Halabi maintained that microfinance work was expensive and required a lot of human resources. "The loans sizes are small so the revenue generated by each loan is too small. Moreover, a credit officer has a certain limitation in the number of loans to manage," he said.
"Our rates are relatively expensive and have flat rates ranging from 9 to 16 percent, depending on the loan size and term. Looking at the microfinance industry worldwide we are relatively cheap given that our funding is a private funding. So we also have to add to all our costs the cost of the funding that is coming from banks," he added.
Harout Samuelian, vice governor of the Lebanese central bank, said one of the main challenges to the microfinance industry in Lebanon is that banks usually do not like these kinds of programs because they are very expensive. But, he added, the technologies that are available in banks nowadays make it easy for them to perform a variety of transactions in seconds.

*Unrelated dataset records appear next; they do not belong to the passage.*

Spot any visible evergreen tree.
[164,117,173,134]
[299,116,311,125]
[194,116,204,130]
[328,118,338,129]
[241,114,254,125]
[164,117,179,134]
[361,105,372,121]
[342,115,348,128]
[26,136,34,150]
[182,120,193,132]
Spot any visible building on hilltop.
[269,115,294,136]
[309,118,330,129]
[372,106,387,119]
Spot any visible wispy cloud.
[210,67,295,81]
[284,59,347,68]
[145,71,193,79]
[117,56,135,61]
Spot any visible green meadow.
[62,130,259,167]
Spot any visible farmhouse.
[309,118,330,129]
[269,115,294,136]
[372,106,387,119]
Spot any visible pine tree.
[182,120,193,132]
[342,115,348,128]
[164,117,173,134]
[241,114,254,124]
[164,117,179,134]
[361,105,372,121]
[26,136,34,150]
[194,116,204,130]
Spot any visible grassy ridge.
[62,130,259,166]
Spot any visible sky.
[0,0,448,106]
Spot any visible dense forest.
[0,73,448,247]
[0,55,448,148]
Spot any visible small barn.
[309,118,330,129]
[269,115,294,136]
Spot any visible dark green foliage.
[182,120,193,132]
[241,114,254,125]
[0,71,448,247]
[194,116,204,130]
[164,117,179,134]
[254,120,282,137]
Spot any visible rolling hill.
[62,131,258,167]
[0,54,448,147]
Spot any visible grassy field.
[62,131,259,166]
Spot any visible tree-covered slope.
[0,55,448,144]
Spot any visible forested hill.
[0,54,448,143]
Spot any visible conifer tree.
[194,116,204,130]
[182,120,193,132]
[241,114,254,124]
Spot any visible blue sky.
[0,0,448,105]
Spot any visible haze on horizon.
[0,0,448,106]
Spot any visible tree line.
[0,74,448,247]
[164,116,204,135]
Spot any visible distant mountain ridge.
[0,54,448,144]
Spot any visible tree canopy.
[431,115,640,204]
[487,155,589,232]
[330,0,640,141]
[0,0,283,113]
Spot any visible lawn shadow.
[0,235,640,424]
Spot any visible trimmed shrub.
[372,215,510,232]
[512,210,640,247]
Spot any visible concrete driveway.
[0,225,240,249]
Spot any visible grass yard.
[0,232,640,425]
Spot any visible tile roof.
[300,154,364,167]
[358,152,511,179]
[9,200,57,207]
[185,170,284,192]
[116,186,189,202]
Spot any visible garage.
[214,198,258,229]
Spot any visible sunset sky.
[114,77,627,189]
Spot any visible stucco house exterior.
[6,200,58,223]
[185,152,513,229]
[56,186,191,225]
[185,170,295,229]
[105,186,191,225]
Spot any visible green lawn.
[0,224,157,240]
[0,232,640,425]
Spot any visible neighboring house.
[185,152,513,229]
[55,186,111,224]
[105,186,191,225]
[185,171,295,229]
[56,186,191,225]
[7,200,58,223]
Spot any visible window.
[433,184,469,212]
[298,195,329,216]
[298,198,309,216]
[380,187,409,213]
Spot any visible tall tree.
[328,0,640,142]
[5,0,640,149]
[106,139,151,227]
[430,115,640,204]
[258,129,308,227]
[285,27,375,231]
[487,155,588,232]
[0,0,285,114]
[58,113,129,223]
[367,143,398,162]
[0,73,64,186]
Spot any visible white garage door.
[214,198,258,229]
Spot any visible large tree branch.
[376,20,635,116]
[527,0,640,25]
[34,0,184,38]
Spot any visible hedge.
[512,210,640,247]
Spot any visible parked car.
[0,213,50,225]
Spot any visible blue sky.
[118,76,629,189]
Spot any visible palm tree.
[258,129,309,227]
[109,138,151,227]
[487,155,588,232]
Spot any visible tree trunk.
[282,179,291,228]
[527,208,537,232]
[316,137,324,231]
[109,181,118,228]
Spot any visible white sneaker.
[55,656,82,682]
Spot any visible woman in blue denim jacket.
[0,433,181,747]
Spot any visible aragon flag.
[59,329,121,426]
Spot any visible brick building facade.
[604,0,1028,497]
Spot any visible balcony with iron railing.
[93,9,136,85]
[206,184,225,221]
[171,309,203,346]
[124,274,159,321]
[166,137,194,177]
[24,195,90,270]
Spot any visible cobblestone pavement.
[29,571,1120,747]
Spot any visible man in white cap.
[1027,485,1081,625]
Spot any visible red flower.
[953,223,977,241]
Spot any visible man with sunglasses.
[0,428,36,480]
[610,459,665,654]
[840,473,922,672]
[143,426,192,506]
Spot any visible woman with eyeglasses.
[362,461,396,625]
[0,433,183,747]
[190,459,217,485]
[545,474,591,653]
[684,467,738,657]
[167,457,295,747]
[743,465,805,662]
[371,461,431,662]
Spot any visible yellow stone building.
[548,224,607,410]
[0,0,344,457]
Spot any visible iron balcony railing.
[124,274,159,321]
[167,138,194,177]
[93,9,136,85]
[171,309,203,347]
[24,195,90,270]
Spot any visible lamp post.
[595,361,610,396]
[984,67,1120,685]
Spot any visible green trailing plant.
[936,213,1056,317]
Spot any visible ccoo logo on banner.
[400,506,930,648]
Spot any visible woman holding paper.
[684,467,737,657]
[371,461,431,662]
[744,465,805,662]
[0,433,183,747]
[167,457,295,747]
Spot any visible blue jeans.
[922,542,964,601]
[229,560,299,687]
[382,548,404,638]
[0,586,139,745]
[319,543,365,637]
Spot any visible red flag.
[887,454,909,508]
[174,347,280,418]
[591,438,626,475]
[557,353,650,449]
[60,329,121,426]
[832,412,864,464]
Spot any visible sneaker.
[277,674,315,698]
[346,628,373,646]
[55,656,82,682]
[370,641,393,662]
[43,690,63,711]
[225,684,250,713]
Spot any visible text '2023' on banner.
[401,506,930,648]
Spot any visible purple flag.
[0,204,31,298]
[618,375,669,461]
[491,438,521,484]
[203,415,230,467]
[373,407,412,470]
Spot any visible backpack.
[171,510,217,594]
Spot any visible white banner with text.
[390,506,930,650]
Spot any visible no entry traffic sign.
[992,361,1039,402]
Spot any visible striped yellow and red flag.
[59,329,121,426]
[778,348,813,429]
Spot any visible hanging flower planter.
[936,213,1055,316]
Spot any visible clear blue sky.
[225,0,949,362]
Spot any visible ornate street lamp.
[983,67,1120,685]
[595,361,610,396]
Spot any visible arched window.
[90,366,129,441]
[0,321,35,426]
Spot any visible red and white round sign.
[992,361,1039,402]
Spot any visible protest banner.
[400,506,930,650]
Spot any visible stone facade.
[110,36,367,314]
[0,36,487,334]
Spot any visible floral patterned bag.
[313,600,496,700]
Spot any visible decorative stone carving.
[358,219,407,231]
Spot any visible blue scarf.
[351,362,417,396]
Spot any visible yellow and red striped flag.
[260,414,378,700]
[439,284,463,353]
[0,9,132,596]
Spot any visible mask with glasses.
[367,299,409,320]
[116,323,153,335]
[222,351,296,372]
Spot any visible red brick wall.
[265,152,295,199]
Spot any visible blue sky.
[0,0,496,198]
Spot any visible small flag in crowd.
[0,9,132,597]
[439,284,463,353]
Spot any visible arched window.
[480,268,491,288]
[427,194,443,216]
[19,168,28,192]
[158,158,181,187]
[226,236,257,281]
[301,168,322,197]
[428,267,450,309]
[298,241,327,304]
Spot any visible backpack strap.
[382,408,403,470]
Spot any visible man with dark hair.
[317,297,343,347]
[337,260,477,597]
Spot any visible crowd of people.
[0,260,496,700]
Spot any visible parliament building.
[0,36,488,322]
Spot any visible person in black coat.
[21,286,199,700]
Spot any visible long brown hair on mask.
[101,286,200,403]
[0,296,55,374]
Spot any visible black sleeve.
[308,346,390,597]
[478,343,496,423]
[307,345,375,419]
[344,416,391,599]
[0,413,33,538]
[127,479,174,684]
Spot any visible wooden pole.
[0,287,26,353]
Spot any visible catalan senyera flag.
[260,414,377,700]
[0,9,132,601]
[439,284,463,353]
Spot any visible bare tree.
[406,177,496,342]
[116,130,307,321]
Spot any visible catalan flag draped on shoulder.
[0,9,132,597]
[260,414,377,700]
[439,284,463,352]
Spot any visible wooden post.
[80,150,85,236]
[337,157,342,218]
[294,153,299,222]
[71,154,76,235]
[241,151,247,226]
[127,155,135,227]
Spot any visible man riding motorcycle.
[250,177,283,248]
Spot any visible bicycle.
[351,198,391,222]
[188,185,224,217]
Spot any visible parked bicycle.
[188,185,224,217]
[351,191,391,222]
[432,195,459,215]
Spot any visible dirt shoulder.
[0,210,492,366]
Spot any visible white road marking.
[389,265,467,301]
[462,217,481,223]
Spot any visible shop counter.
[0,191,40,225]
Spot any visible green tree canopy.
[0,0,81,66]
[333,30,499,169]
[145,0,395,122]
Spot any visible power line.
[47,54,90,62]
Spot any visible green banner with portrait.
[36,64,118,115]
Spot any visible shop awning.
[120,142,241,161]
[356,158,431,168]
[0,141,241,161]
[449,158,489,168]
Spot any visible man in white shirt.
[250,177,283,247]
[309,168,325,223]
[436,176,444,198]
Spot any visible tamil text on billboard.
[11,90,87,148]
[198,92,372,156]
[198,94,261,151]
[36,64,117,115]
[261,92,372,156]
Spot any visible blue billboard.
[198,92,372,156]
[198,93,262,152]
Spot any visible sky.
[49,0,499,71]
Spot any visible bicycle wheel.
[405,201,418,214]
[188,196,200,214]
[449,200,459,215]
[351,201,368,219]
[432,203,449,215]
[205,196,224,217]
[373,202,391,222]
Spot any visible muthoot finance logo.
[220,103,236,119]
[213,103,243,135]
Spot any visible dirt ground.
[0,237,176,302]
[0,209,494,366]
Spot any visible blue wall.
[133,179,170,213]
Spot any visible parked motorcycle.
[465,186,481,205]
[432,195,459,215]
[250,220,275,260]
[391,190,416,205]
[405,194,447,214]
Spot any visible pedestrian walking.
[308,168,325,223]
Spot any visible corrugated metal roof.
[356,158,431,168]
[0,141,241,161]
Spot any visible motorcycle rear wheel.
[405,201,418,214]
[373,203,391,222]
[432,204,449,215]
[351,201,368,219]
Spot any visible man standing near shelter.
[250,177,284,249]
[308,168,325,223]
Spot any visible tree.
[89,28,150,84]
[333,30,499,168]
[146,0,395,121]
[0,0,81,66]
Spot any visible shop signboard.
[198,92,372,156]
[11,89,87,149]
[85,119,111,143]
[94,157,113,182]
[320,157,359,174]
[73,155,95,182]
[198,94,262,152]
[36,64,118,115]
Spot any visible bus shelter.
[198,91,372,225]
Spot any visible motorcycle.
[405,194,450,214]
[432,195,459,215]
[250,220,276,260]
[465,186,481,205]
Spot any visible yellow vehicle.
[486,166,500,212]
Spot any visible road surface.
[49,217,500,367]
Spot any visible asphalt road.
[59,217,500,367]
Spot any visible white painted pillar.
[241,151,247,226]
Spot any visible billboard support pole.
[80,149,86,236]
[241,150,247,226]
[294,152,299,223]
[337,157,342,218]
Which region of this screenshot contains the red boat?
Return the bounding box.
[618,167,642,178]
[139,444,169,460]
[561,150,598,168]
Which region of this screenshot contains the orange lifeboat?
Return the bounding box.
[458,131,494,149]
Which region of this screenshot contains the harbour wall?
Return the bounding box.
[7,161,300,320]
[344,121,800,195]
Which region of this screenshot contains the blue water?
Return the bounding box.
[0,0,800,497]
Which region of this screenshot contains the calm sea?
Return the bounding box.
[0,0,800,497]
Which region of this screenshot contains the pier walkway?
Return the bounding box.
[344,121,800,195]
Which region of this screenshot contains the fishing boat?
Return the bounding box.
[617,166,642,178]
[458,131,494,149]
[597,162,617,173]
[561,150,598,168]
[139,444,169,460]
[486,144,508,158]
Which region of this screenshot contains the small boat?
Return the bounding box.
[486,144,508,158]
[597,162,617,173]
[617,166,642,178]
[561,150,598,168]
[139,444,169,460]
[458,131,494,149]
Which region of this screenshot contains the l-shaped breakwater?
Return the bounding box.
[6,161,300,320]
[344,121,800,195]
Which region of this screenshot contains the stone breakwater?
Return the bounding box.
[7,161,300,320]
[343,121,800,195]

Fadi Asrawi, dean of the faculty of business administration and economics, said rapid innovations have made it possible to conduct banking operations via mobile phone and this means a real breakthrough for microfinance. "Operational costs can be as high as 15 to 20 percent of loans, compared to less than 5 percent for banks in industrialized countries. The introduction of mobile-phone banking now makes it possible to reach millions of people in the fraction of a second and without the high costs of establishing an extensive network of offices. Such cost savings are important for microfinance institutions, as they allow them to reduce interest rate margins while not impairing profitability," he added.
Samuelian said the size of small loans provided directly by banks with the agreement of microfinance institutions amounted to $1.3 million at the end of 2008 with a surprising default rate of less than 1 percent.
Asrawi believes that the government should play a critical role by setting effective policies to ensure the soundness of financial service providers and minimize market distortions, as well as submitting microfinance institutions to the central bank supervision and regulatory requirements.